A arte dos atentados está na essência do fascismo civil e militar, uma das modalidades da loucura política assentada no desrespeito à dignidade humana (por isso detesta os pobres dos quais se serve) e à vida. Nos estertores do regime militar tivemos a insanidade do que ficou conhecido como o “Atentado do Riocentro” e as explosões de artefatos, com vítimas civis, contra a OAB e a Câmara Municipal do Rio de Janeiro, todos em 1981. Em 1986, Jair Bolsonaro foi preso e respondeu a processo por tentar explodir bombas em quartéis da Vila Militar, em protesto, dizia o meliante, contra o que chamou de “baixos salários” da corporação. Antes do 8 de janeiro de 2023, outros celerados, no dia da posse de Lula e Alckmin, em ações também apontadas como isoladas, praticaram ações violentas e atentados. Um deles, frustrado, visava a explodir o aeroporto de Brasília.

São atos que podem ser considerados isolados somente na sua execução, pois rebentos de uma intoxicação ideológica coletiva, ainda não dissipada.

Há muitos ovos chocados pela pestilência, na sociedade e na caserna, como demonstra o hediondo plano de golpe de novembro de 2022, que não foi levado a cabo graças a uma dissidência entre engalanados homens de farda. Assim se repete a história: os golpes de 1955 e 1961 não conheceram o sucesso porque os generais se dividiram. Na outra ponta está a unidade de 1964, que nos deu 21 anos de ditadura.
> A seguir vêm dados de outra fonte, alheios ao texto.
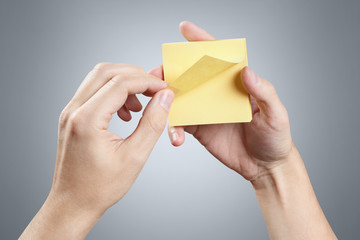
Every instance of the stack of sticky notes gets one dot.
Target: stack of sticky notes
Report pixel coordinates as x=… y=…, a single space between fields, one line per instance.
x=205 y=77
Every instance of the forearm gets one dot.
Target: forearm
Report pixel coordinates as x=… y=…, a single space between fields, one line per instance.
x=59 y=219
x=289 y=204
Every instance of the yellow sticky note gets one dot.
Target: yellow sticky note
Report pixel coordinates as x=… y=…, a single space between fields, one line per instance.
x=205 y=76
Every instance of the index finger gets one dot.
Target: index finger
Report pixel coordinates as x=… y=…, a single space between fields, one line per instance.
x=112 y=96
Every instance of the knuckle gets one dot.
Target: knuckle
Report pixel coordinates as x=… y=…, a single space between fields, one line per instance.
x=64 y=116
x=77 y=121
x=155 y=124
x=102 y=67
x=279 y=120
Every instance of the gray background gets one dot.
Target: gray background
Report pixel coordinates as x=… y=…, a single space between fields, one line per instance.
x=308 y=49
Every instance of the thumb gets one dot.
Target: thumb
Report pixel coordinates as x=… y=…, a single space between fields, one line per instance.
x=263 y=92
x=152 y=123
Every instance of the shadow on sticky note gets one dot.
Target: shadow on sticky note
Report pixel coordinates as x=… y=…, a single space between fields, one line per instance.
x=205 y=77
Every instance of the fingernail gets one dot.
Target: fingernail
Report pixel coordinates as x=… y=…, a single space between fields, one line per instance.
x=173 y=134
x=254 y=78
x=166 y=99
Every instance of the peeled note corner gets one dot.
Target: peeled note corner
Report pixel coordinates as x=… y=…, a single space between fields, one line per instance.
x=205 y=77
É preciso encarar o fundo da causa: o mal-estar democrático construído pela pregação doutrinária – nos quartéis, nas tribunas, nos púlpitos, nos meios de comunicação em geral, nas redes sociais, pregação prima da subversão, sem peias, sem limites políticos ou éticos, e, principalmente, sem contraditório, construindo frustração, mãe da manipulação de consciências. Sobretudo quando essa manipulação não conhece (como deixou de conhecer, no Brasil, o cantochão neofascista) o contrachoque das forças progressistas. Estas, na sua variada morfologia, renunciando ao enfrentamento, cederam à institucionalidade, por definição conservadora, a defesa da democracia.

Ao deus-dará (ou seja, a ninguém) foi delegada a utopia socialista.

A doutrinação reacionária não é fenômeno de hoje: com graus variáveis de intensidade, acompanha nossa história, e sempre teve nas forças armadas do Estado brasileiro um foco de formulação doutrinária e agitação, vencendo os limites da conjura e da fratura constitucional. Foi assim em todas as oportunidades, como na desconstituição do governo Vargas, na desmontagem do governo Jango, na implantação da ditadura de 1964, e no acobertamento do rol de crimes políticos e penais que se seguiram. A longa e permanente pregação, nos meios de comunicação e nas escolas militares, deitou no território da democracia uma série de minas terrestres, prontas para explodir ao primeiro toque do passante desavisado. Sua desativação depende da contraofensiva ideológica das organizações democráticas, progressistas e de esquerda resistentes (incluindo partidos e sindicatos), até aqui na “zona de conforto”, passageiros da falsa perspectiva de que o impasse, desafio eminentemente político, se resolverá pela via do judiciário.

A alienação já levou a esquerda brasileira a apostar na fidelidade democrática das forças armadas, e, a partir desse filão, a crer que ora o general Lott, ora o “dispositivo militar do general Brasil”, asseguraria aos trabalhadores o império da democracia social.

A sustentação da democracia (e mais ainda o progresso social) não podia naqueles idos, como não pode agora, depender de um STF e de uma PF surpreendente e circunstancialmente republicanos, a refazerem os respectivos passados recentes, ora de omissão, ora de cumplicidade com o crime. Saudamos a resistência do poder judiciário (este é o movimento correto, ditado pelas circunstâncias), ao mesmo tempo em que precisamos ter presentes os idos de 2016, a trama golpista que, partindo da deposição de Dilma Rousseff, culminou com a eleição de um desqualificado para a presidência da República, substituindo um perjuro. Nada dessa tragédia teria curso se não contasse com a bênção do STF de então.

O avanço político, que nos termos presentes é a apenas a sustentação democrática, depende do que chamamos de vontade nacional, por construir. Somos ainda um povo em busca de seu papel.